Rabbit is routinely discriminated against by his black rivals in the rap scene, who dismiss him as “white trash” and mock him and his friends. Because of this, Rabbit raps with a chip on his shoulder, constantly trying to break down barriers and show off his skill level — to prove that a white man can, in fact, succeed in this business.
This riveting, entertaining film chronicles Rabbit’s eventful life — his repetitive job at a metal imprint factory, his conflicts with his mother and her alcoholic boyfriend, his romance with attractive blonde Alex, his feuds with both hip-hop rivals and backstabbing friends, and his relationship with his little sister. All are shown in the context of Rabbit’s attempt to claw his way to the top of the rap game, and in turn, create an identity for himself. He doesn’t just wanna be a white trailer-park kid from Detroit, he wants to be a star in the genre he loves.

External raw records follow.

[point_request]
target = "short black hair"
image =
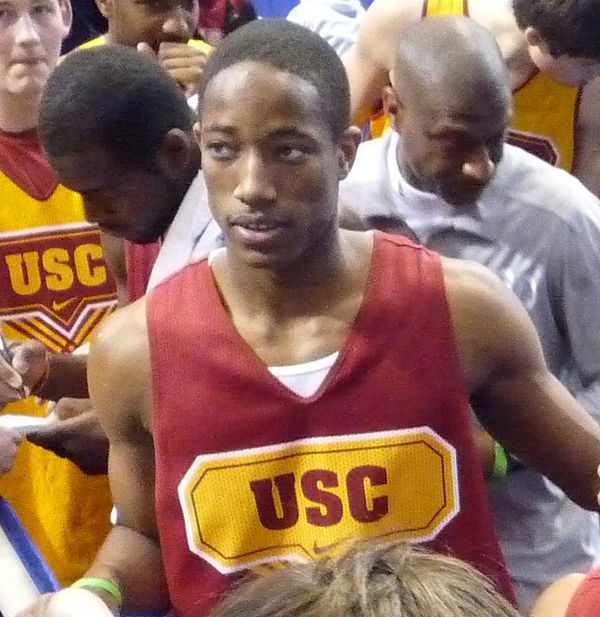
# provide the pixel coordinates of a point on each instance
(238, 14)
(568, 27)
(113, 97)
(291, 48)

This semi-autobiographical film stars the controversial Eminem as B-Rabbit, which is a very convincing performance. The film also made history when Eminem’s “Lose Yourself” became the first rap song to ever win Best Original Song at the Academy Awards. A critical and commercial success, 8 Mile has become a symbolic story and has helped contribute to Eminem’s enduring popularity. The film features Kim Basinger, Brittany Murphy, Mekhi Phifer, and Anthony Mackie in supporting roles; the late rapper Proof (also from Detroit) also makes an appearance. This film has themes that almost all of us can relate to — trust, love, betrayal, and perseverance, just to name a few. B-Rabbit is a great character to root for, and he gives us plenty of reasons to do just that in this film. Even if you don’t like rap or hip-hop, I promise you’ll find things to like in this powerful and inspiring drama.
Directed by Curtis Hanson
Written by Scott Silver
Produced by Curtis Hanson, Brian Grazer, Jimmy Iovine, and Stuart Parr
Starring Eminem, Kim Basinger, Brittany Murphy, Mekhi Phifer, Omar Benson Miller, Evan Jones, Eugene Byrd, De’Angelo Wilson, Anthony Mackie, Proof, Michael Shannon, and Chloe Greenfield
Rated R for strong language, sexuality, some violence and drug use.